Faculty of Health, Medicine and Life Sciences, Maastricht University, Maastricht, Netherlands.
Neurosurg Rev. 2024 Oct 16;47(1):800. doi: 10.1007/s10143-024-03031-6.
Surgical thrombectomy remains a feasible technique in an accurately selected patient population with large vessel occlusion, even though endovascular mechanical thrombectomy is the gold standard. It especially warrants consideration in cases where the endovascular approach is unfeasible or fails. The current extension in the therapeutic window of time in mechanical thrombectomy also provides opportunities to open thrombectomy. To support our view, we present a case of a patient who suffered an ischemic stroke. Intravenous thrombolysis proved ineffective and mechanical thrombectomy was impossible due to extreme tortuosity of the internal carotid artery. Therefore, surgical thrombectomy was performed. The patient underwent successful recovery and states a great satisfaction. To improve efficiency and outcomes, a properly organised and trained surgical team with plentiful neurovascular experience is necessary. Finally, open thrombectomy is the most effective approach to completely restore luminal patency compared to the endovascular approaches yet risks due to the operation should be taken into account.

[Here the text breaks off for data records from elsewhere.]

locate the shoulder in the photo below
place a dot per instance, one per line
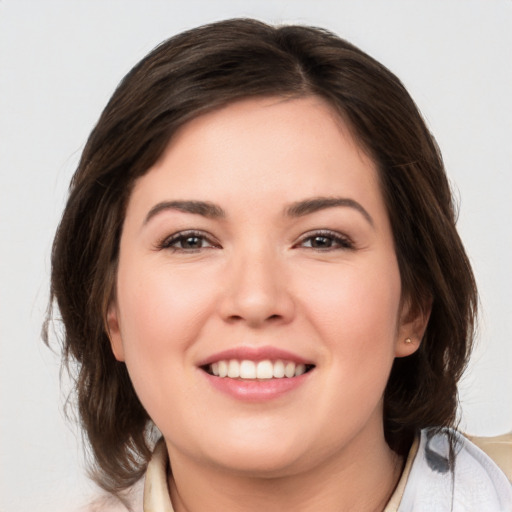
(450, 473)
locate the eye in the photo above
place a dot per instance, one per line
(325, 241)
(187, 241)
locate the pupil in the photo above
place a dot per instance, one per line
(192, 242)
(322, 241)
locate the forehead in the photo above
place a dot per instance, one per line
(262, 150)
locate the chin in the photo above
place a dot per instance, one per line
(259, 454)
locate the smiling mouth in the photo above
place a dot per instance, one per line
(256, 370)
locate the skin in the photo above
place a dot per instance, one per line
(256, 277)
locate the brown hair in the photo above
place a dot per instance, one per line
(203, 69)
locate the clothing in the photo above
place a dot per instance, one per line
(429, 483)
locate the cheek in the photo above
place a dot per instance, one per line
(161, 314)
(356, 309)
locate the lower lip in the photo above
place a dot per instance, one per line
(256, 390)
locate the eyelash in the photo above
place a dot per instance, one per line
(338, 241)
(168, 243)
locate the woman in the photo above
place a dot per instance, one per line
(259, 257)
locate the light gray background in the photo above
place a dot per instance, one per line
(60, 62)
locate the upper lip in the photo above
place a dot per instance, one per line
(254, 354)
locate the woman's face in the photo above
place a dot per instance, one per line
(259, 243)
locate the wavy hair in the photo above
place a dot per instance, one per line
(201, 70)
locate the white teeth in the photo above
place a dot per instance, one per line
(247, 369)
(278, 370)
(223, 368)
(264, 370)
(233, 369)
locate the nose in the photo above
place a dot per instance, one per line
(257, 290)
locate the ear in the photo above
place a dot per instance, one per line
(114, 332)
(413, 322)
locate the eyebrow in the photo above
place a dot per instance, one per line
(297, 209)
(315, 204)
(203, 208)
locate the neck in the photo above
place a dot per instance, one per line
(360, 479)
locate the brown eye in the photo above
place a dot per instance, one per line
(187, 242)
(321, 242)
(326, 241)
(190, 242)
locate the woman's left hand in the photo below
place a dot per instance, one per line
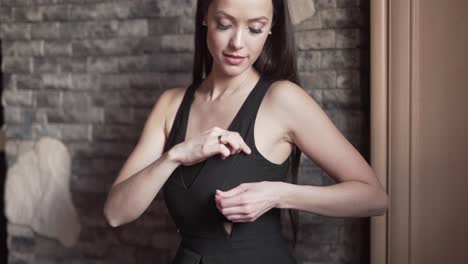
(248, 201)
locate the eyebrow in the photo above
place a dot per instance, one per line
(232, 18)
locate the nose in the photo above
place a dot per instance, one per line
(236, 39)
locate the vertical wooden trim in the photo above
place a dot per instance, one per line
(379, 120)
(399, 127)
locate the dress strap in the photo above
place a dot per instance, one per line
(178, 124)
(248, 117)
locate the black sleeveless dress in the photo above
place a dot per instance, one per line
(189, 195)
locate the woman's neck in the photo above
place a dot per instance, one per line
(216, 86)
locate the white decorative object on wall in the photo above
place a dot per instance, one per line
(37, 192)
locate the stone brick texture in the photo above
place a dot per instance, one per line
(88, 72)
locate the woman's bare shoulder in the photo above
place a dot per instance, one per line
(283, 99)
(174, 96)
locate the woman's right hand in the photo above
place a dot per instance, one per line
(207, 144)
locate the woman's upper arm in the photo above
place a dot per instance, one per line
(310, 128)
(152, 139)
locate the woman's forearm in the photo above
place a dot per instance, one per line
(345, 199)
(128, 199)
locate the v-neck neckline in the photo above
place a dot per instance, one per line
(233, 121)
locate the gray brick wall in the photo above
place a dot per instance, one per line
(87, 72)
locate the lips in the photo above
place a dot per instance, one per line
(233, 59)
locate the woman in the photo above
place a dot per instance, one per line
(220, 149)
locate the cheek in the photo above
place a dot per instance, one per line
(255, 47)
(216, 42)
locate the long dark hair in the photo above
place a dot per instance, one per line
(277, 61)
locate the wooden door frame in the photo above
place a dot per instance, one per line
(392, 111)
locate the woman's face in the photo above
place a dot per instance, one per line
(237, 31)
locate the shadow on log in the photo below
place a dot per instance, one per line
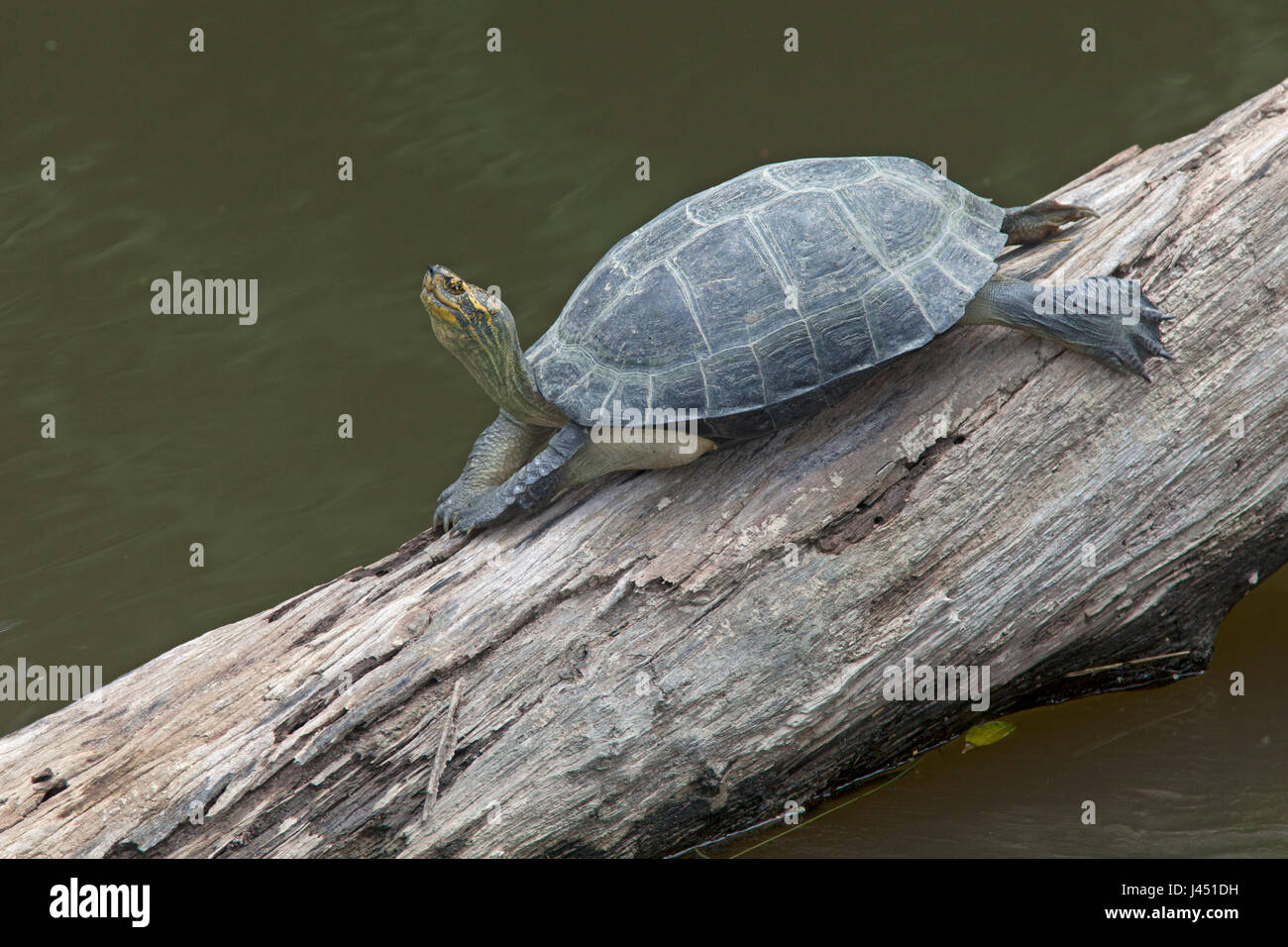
(674, 655)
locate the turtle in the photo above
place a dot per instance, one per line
(746, 308)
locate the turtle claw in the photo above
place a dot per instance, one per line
(1144, 339)
(1039, 221)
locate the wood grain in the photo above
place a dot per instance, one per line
(642, 667)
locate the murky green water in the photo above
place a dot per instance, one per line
(515, 169)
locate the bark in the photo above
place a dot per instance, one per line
(669, 656)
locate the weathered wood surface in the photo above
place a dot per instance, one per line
(639, 668)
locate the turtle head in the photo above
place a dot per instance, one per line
(477, 328)
(464, 315)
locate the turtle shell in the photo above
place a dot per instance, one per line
(763, 299)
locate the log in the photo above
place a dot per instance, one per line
(665, 657)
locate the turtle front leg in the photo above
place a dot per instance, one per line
(503, 447)
(571, 458)
(1039, 221)
(531, 486)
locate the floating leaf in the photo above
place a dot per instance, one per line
(987, 733)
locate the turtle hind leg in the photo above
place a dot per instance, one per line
(1104, 317)
(1039, 221)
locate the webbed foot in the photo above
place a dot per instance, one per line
(1141, 338)
(1039, 221)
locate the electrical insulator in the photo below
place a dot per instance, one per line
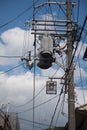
(51, 87)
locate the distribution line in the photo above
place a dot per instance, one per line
(11, 69)
(43, 103)
(18, 16)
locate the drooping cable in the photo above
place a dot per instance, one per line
(81, 80)
(11, 69)
(60, 109)
(38, 105)
(34, 67)
(18, 16)
(78, 11)
(56, 108)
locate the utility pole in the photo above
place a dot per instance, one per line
(70, 69)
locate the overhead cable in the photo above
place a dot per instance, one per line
(11, 69)
(19, 15)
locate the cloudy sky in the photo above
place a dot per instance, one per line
(17, 81)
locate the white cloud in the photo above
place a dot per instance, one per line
(13, 44)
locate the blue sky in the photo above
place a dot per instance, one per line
(17, 85)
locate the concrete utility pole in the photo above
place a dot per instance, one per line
(70, 70)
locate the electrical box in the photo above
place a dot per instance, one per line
(51, 87)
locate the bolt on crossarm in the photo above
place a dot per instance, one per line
(70, 70)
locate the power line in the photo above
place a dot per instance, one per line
(11, 69)
(56, 108)
(38, 105)
(18, 16)
(43, 124)
(6, 56)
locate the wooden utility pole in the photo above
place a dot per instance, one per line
(70, 69)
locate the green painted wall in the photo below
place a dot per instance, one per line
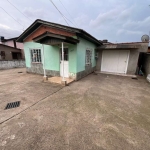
(81, 51)
(51, 54)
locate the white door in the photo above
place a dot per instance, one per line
(64, 68)
(115, 61)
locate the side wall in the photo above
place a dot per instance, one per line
(82, 68)
(146, 64)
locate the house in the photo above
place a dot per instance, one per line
(145, 62)
(13, 49)
(43, 42)
(119, 58)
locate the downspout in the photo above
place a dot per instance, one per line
(63, 60)
(44, 62)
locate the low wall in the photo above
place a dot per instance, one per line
(12, 64)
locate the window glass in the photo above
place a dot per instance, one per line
(36, 55)
(88, 57)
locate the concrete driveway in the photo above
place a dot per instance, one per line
(17, 85)
(99, 112)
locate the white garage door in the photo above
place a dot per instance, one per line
(115, 61)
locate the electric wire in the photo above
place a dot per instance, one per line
(68, 13)
(59, 12)
(18, 10)
(11, 16)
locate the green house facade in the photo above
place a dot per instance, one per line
(43, 42)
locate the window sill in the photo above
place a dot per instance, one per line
(88, 64)
(36, 62)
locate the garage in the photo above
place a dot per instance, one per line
(115, 61)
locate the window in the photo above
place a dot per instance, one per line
(65, 54)
(36, 55)
(88, 57)
(16, 55)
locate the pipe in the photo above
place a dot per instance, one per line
(63, 60)
(44, 62)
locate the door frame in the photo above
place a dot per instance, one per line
(60, 48)
(126, 63)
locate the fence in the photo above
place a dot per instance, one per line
(12, 64)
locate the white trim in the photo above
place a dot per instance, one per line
(31, 33)
(126, 60)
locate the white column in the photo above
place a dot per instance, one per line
(44, 62)
(63, 60)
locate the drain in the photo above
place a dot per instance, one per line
(12, 105)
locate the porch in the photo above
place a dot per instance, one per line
(62, 44)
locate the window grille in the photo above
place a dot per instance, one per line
(88, 57)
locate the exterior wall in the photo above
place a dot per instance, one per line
(133, 57)
(52, 59)
(51, 55)
(43, 29)
(132, 62)
(82, 68)
(8, 51)
(72, 61)
(146, 64)
(77, 67)
(18, 45)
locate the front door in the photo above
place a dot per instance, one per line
(66, 63)
(115, 61)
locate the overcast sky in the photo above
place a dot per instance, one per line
(115, 20)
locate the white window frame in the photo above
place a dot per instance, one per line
(88, 59)
(36, 55)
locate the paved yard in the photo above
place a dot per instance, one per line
(99, 112)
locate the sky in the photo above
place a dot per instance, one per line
(114, 20)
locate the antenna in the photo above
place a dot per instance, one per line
(145, 38)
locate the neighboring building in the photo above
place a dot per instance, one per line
(11, 49)
(120, 58)
(83, 53)
(79, 50)
(145, 62)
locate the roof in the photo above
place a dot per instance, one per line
(40, 22)
(9, 46)
(129, 45)
(54, 38)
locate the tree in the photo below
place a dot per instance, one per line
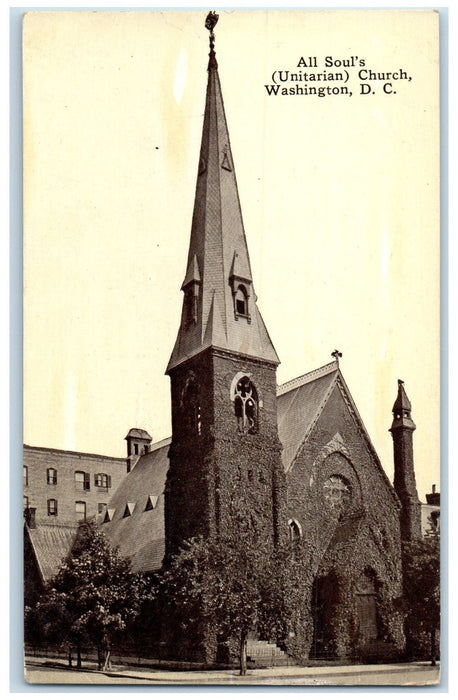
(94, 595)
(422, 593)
(219, 585)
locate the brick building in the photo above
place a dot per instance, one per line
(292, 461)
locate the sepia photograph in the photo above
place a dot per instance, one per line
(232, 457)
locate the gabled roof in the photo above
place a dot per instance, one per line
(138, 433)
(299, 404)
(141, 535)
(51, 544)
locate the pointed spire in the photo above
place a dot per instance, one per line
(224, 301)
(210, 23)
(402, 409)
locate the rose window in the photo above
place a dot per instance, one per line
(246, 406)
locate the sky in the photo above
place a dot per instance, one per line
(339, 195)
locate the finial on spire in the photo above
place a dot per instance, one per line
(336, 354)
(210, 24)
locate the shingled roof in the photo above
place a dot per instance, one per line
(299, 403)
(137, 511)
(51, 544)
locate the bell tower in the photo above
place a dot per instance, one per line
(225, 470)
(404, 473)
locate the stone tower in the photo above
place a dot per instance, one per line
(404, 474)
(225, 464)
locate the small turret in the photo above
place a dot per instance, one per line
(405, 485)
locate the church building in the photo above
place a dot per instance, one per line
(294, 460)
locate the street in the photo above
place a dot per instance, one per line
(386, 675)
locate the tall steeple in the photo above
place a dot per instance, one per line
(226, 472)
(219, 306)
(401, 430)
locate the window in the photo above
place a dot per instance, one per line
(295, 530)
(337, 493)
(241, 301)
(52, 506)
(191, 407)
(82, 481)
(102, 481)
(246, 405)
(80, 510)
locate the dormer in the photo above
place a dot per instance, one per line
(191, 288)
(138, 443)
(241, 284)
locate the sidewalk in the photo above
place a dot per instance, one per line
(393, 674)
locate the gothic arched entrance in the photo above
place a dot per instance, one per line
(325, 598)
(366, 609)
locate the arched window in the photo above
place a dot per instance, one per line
(295, 530)
(51, 475)
(245, 399)
(52, 506)
(241, 301)
(191, 407)
(80, 511)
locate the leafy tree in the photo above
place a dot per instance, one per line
(422, 594)
(94, 595)
(221, 586)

在大血管闭塞的精确选择的患者人群中,手术血栓切除术仍然是一种可行的技术,尽管血管内机械血栓切除术是金标准。在血管内方法不可行或失败的情况下,尤其需要考虑这种方法。机械血栓切除术的治疗时间窗的当前延长也为血栓切除术提供了机会。为了支持我们的观点,我们提出了一个患有缺血性中风的患者的病例。静脉溶栓治疗无效,由于颈内动脉极度迂曲,机械血栓切除术也无法进行。因此,进行了手术血栓切除术。患者成功恢复,并且非常满意。为了提高效率和结果,需要有一个组织良好且训练有素的、具有丰富神经血管经验的手术团队。最后,与血管内方法相比,开放血栓切除术是恢复管腔通畅的最有效方法,但由于手术风险,应予以考虑。